NASA is building a new Orion Space Capsule, which will hold up to seven astronauts and be carried to space atop a new Space Launch System. It might make its first flight in 2017.

Also in the works is the privately built Dragon Capsule, which has already made two successful cargo trips to the Space Station and may be ready to take astronauts before Orion.

This is not the first time there has been a hiatus in the space program.  After the final moon mission, Apollo 17 in 1972, Americans did not return to space for almost a decade, while the space shuttles were being built. 

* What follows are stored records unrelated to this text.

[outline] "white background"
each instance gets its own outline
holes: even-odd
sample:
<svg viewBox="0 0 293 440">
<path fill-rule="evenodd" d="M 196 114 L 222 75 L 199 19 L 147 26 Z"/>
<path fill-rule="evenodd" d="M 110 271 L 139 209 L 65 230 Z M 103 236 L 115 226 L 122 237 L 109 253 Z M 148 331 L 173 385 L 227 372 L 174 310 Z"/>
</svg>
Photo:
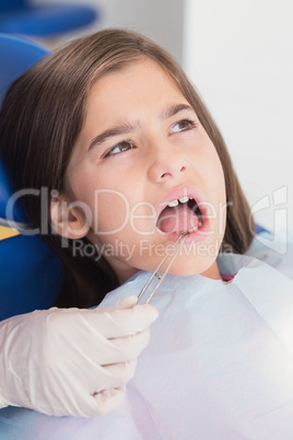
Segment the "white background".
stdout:
<svg viewBox="0 0 293 440">
<path fill-rule="evenodd" d="M 86 3 L 102 12 L 93 28 L 137 30 L 183 63 L 224 135 L 250 205 L 270 205 L 256 215 L 257 221 L 271 230 L 285 227 L 282 216 L 274 224 L 274 209 L 285 208 L 292 231 L 292 0 Z M 288 201 L 273 207 L 273 193 L 282 187 L 288 188 Z M 281 196 L 283 201 L 284 193 Z"/>
</svg>

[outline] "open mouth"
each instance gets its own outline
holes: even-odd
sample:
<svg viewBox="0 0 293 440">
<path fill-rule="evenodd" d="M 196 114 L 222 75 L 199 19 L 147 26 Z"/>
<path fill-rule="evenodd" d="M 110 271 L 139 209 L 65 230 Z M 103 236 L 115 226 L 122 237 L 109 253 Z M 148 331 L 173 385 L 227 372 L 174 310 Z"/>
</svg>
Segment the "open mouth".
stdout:
<svg viewBox="0 0 293 440">
<path fill-rule="evenodd" d="M 203 224 L 203 212 L 194 197 L 174 199 L 161 211 L 156 227 L 171 233 L 195 232 Z"/>
</svg>

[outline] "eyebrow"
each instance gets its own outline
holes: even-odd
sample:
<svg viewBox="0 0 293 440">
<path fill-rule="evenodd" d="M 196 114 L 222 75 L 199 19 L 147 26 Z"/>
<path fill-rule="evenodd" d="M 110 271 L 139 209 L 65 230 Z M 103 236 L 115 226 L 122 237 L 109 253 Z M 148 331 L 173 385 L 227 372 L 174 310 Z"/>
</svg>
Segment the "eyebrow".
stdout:
<svg viewBox="0 0 293 440">
<path fill-rule="evenodd" d="M 194 108 L 191 107 L 191 105 L 189 105 L 189 104 L 171 105 L 169 107 L 165 108 L 160 114 L 160 118 L 168 119 L 169 117 L 175 116 L 177 113 L 183 112 L 183 111 L 195 112 Z M 140 127 L 140 123 L 137 120 L 133 123 L 125 123 L 125 124 L 120 124 L 120 125 L 114 126 L 112 128 L 108 128 L 107 130 L 101 132 L 94 139 L 92 139 L 90 147 L 89 147 L 89 151 L 91 151 L 94 147 L 97 147 L 101 143 L 105 142 L 105 140 L 107 140 L 108 138 L 112 138 L 114 136 L 127 135 L 129 132 L 134 131 L 139 127 Z"/>
</svg>

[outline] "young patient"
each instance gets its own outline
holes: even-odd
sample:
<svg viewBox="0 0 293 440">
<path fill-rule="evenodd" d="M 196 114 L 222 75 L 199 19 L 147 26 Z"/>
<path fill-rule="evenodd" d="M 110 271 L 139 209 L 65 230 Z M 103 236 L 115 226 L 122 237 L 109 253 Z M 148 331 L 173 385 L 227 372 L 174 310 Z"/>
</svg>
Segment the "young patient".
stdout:
<svg viewBox="0 0 293 440">
<path fill-rule="evenodd" d="M 63 438 L 80 429 L 99 439 L 290 439 L 293 283 L 242 255 L 254 238 L 249 208 L 214 121 L 169 55 L 127 31 L 82 37 L 16 81 L 0 116 L 1 155 L 17 188 L 45 187 L 49 195 L 45 240 L 63 258 L 57 305 L 69 308 L 2 323 L 3 335 L 17 335 L 7 343 L 16 371 L 7 381 L 28 395 L 25 404 L 13 402 L 1 384 L 3 402 L 56 416 L 98 414 L 93 403 L 125 395 L 148 343 L 141 335 L 156 317 L 154 308 L 160 314 L 116 412 L 82 421 L 8 408 L 2 421 L 21 420 L 34 438 L 48 425 Z M 27 196 L 24 204 L 39 228 L 44 200 Z M 164 271 L 183 240 L 153 306 L 136 305 L 132 296 L 169 252 Z M 96 310 L 71 309 L 101 301 Z M 137 320 L 120 338 L 119 328 L 142 313 L 142 327 Z M 91 344 L 101 339 L 93 326 L 103 316 L 99 350 Z M 25 380 L 13 364 L 20 328 L 30 339 Z M 28 362 L 39 339 L 49 367 Z M 86 361 L 75 362 L 84 344 Z M 51 347 L 56 362 L 44 355 Z M 114 347 L 131 355 L 104 361 Z M 124 383 L 95 385 L 92 364 L 114 379 L 122 366 Z M 34 387 L 35 377 L 43 382 Z M 71 381 L 81 386 L 67 400 Z M 5 429 L 16 432 L 13 422 Z"/>
</svg>

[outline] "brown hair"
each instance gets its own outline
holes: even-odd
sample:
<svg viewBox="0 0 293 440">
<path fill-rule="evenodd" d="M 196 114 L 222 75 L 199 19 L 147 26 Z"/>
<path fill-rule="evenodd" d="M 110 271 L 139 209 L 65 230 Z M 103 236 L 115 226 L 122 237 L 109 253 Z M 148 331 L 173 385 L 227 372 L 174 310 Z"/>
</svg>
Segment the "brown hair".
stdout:
<svg viewBox="0 0 293 440">
<path fill-rule="evenodd" d="M 71 42 L 33 66 L 10 88 L 0 114 L 0 153 L 16 187 L 65 192 L 65 172 L 83 125 L 91 86 L 107 72 L 142 57 L 157 62 L 176 82 L 212 140 L 224 170 L 228 206 L 222 248 L 244 253 L 254 236 L 250 212 L 224 140 L 178 63 L 133 32 L 105 30 Z M 33 225 L 40 228 L 39 197 L 25 197 L 23 202 Z M 66 278 L 57 305 L 99 303 L 118 285 L 103 257 L 97 263 L 73 257 L 70 246 L 61 246 L 57 235 L 50 233 L 44 239 L 65 263 Z"/>
</svg>

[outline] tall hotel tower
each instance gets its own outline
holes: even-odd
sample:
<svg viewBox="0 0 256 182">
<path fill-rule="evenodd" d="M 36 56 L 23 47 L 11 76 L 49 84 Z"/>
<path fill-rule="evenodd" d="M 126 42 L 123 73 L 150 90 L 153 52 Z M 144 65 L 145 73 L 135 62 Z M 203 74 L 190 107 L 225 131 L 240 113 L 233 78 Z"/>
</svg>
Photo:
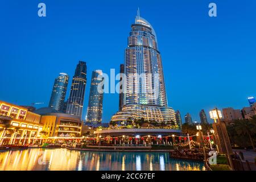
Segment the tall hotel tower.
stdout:
<svg viewBox="0 0 256 182">
<path fill-rule="evenodd" d="M 176 125 L 174 110 L 167 106 L 156 35 L 152 26 L 139 14 L 131 25 L 124 65 L 125 94 L 122 102 L 119 101 L 122 103 L 122 110 L 112 120 L 125 124 L 128 118 L 144 118 L 146 122 Z"/>
<path fill-rule="evenodd" d="M 53 108 L 57 111 L 63 111 L 68 84 L 68 75 L 67 73 L 60 73 L 54 81 L 49 107 Z"/>
<path fill-rule="evenodd" d="M 76 66 L 75 75 L 68 100 L 66 113 L 82 117 L 84 94 L 86 85 L 86 63 L 79 61 Z"/>
<path fill-rule="evenodd" d="M 93 71 L 89 97 L 88 107 L 86 122 L 94 125 L 100 124 L 102 121 L 104 79 L 102 71 Z M 101 86 L 101 88 L 98 88 Z M 101 90 L 100 90 L 101 89 Z"/>
</svg>

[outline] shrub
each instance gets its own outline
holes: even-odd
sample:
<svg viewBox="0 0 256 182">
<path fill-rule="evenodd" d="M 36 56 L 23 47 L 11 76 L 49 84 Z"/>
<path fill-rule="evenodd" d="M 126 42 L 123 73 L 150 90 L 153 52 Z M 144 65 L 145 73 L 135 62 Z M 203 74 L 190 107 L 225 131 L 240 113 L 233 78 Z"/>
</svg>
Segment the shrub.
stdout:
<svg viewBox="0 0 256 182">
<path fill-rule="evenodd" d="M 228 164 L 228 159 L 225 155 L 218 155 L 217 156 L 217 164 Z"/>
<path fill-rule="evenodd" d="M 212 164 L 210 167 L 212 171 L 231 171 L 227 164 Z"/>
</svg>

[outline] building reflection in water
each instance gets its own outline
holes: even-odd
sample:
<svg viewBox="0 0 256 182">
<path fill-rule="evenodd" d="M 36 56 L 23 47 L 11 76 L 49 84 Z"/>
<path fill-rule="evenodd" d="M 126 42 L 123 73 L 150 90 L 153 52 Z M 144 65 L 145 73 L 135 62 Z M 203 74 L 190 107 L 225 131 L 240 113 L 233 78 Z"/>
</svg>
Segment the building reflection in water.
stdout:
<svg viewBox="0 0 256 182">
<path fill-rule="evenodd" d="M 164 152 L 105 152 L 33 148 L 0 152 L 0 171 L 205 170 L 203 163 L 170 159 Z"/>
</svg>

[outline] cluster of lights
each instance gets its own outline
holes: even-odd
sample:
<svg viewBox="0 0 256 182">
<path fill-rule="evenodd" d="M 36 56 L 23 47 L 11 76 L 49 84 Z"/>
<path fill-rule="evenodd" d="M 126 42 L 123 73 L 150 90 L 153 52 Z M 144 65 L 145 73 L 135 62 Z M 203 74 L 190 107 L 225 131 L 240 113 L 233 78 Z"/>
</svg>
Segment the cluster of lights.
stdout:
<svg viewBox="0 0 256 182">
<path fill-rule="evenodd" d="M 195 147 L 195 146 L 198 146 L 200 145 L 199 142 L 194 141 L 194 140 L 191 140 L 190 141 L 190 144 L 191 147 Z M 189 145 L 189 142 L 187 142 L 184 143 L 175 143 L 174 146 L 175 147 L 187 147 Z"/>
</svg>

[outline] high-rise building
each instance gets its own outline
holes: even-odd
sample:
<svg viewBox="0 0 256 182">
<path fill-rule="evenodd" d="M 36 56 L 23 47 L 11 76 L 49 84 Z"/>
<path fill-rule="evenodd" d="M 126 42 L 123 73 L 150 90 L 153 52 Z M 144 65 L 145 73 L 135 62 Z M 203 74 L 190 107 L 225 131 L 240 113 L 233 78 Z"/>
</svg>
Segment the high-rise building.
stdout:
<svg viewBox="0 0 256 182">
<path fill-rule="evenodd" d="M 86 122 L 99 124 L 102 121 L 104 81 L 102 71 L 93 71 Z M 102 85 L 101 85 L 101 84 Z M 101 88 L 98 88 L 101 86 Z"/>
<path fill-rule="evenodd" d="M 243 118 L 250 119 L 254 115 L 253 107 L 252 106 L 245 107 L 243 109 L 242 109 L 241 113 Z"/>
<path fill-rule="evenodd" d="M 123 64 L 120 64 L 120 74 L 125 73 L 125 65 Z M 119 83 L 123 80 L 122 76 L 120 76 Z M 124 94 L 122 91 L 123 89 L 123 85 L 121 84 L 119 88 L 119 111 L 122 110 L 122 106 L 123 105 Z"/>
<path fill-rule="evenodd" d="M 125 81 L 122 110 L 112 120 L 125 123 L 128 118 L 144 118 L 176 125 L 174 110 L 167 106 L 162 58 L 155 32 L 146 19 L 139 16 L 131 25 L 125 49 Z"/>
<path fill-rule="evenodd" d="M 192 120 L 191 115 L 189 113 L 187 113 L 186 115 L 185 115 L 185 122 L 186 123 L 188 123 L 189 125 L 192 125 Z"/>
<path fill-rule="evenodd" d="M 63 104 L 63 109 L 62 110 L 63 113 L 66 113 L 67 106 L 68 106 L 68 101 L 65 101 Z"/>
<path fill-rule="evenodd" d="M 182 129 L 182 119 L 181 119 L 181 115 L 180 114 L 180 111 L 177 110 L 175 112 L 175 117 L 176 117 L 176 122 L 177 122 L 177 124 L 179 126 L 179 129 Z"/>
<path fill-rule="evenodd" d="M 200 113 L 199 113 L 199 115 L 200 117 L 200 121 L 201 121 L 201 124 L 208 124 L 208 121 L 207 120 L 207 115 L 205 114 L 205 112 L 204 111 L 204 109 L 202 109 Z"/>
<path fill-rule="evenodd" d="M 49 102 L 49 107 L 63 111 L 67 88 L 68 84 L 68 76 L 67 73 L 60 73 L 55 78 L 52 95 Z"/>
<path fill-rule="evenodd" d="M 242 118 L 241 111 L 240 109 L 234 109 L 232 107 L 222 109 L 222 114 L 224 119 L 226 122 Z"/>
<path fill-rule="evenodd" d="M 80 61 L 76 66 L 68 100 L 66 113 L 82 117 L 86 85 L 86 63 Z"/>
<path fill-rule="evenodd" d="M 248 102 L 250 104 L 250 106 L 251 107 L 255 103 L 255 97 L 248 97 L 247 98 Z"/>
</svg>

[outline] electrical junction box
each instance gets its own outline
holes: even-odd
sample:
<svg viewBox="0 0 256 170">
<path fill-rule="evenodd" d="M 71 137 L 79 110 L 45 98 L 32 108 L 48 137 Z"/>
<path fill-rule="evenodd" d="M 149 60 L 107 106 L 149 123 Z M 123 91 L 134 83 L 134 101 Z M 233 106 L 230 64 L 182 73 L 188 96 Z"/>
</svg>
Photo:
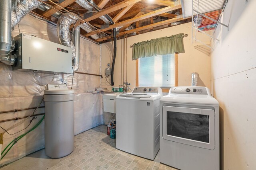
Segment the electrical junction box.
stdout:
<svg viewBox="0 0 256 170">
<path fill-rule="evenodd" d="M 106 68 L 105 69 L 105 74 L 106 76 L 109 76 L 111 74 L 111 68 L 110 67 Z"/>
<path fill-rule="evenodd" d="M 21 33 L 14 37 L 17 44 L 12 52 L 17 57 L 13 70 L 39 72 L 72 73 L 70 47 Z"/>
</svg>

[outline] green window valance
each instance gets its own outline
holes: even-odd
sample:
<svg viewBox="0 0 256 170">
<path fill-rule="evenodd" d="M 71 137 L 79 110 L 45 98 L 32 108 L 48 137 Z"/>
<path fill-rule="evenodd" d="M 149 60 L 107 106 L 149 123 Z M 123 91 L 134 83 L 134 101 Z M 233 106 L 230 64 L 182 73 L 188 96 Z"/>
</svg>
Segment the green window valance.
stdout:
<svg viewBox="0 0 256 170">
<path fill-rule="evenodd" d="M 156 55 L 184 53 L 183 33 L 134 43 L 132 60 Z"/>
</svg>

There were also delays after the two shuttle accidents, Challenger and Columbia, where the fleet was grounded so changes could be made to the spacecraft and NASA management.

Waiting for years to get to space may seem like a long time, but all astronauts are used to that. Chris Hadfield waited three years for his first flight after being selected as an astronaut, six years for his second flight and 11 years for his third.

He didn't mind the wait and, obviously, his patience paid off.

So, even though budgets continue to be slashed at the Canadian Space Agency, and Canadian astronauts may not get to the ISS for the foreseeable future, Canada will still have a presence in space in the near future. There's the upcoming launch of Cassiope to study space weather, the Japanese Astro-H mission to capture x-rays from space, and we will be part of the next giant space telescope, the James Webb, which will replace the Hubble Space Telescope.

So, while it may be quiet for a while, and a few years before we see another Canadian flying like Peter Pan on the Space Station, Canada's 50-year legacy in space will continue.